- Born: Andrew Sebastian Williams 18 February 1970 (age 56) Manchester, Lancashire, England
- Genres: Indie rock
- Occupations: Musician, songwriter
- Instruments: Vocals, drums, percussion, keyboard, melodica, synthesiser, harmonica
- Years active: 1985–present
- Label: Heavenly Records
- Member of: Doves
- Formerly of: Sub Sub, Black Rivers
- Website: Doves' official website

= Andy Williams (drummer) =

Andrew Sebastian Williams (born 18 February 1970) is a British musician who is the drummer and vocalist of Doves. He is the son of noted modernist architect Desmond Williams and the twin brother of bandmate Jez.
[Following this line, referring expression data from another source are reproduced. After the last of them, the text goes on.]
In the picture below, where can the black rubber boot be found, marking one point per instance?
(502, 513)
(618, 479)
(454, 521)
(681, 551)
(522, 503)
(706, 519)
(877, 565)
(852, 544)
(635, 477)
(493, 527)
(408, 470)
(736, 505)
Andy and Jez were born in Manchester, England and have a brother Dominic and sister Sarah.

Before forming Doves, the band's three members were a dance-club music trio called Sub Sub.

While Doves were on a hiatus between 2010 and 2018, Andy and Jez Williams formed a side project called Black Rivers, releasing a self-titled album in February 2015.

Andy sings occasional backing vocals and also lead vocals on some songs; "Rise", "Melody Calls" and the verses of "Here It Comes" from Lost Souls, "M62 Song" from The Last Broadcast, the B-sides "Hit the Ground Running", "45" (verses) & "At The Tower" (chorus), "Shadows of Salford" from Some Cities and the verses of "Blue Water" from the special edition of The Places Between: The Best of Doves.

Andy plays the harmonica on several tracks, as well as the melodica during live acoustic versions of "Snowden" and "N.Y."

Andy and his brother Jez are both Manchester City fans.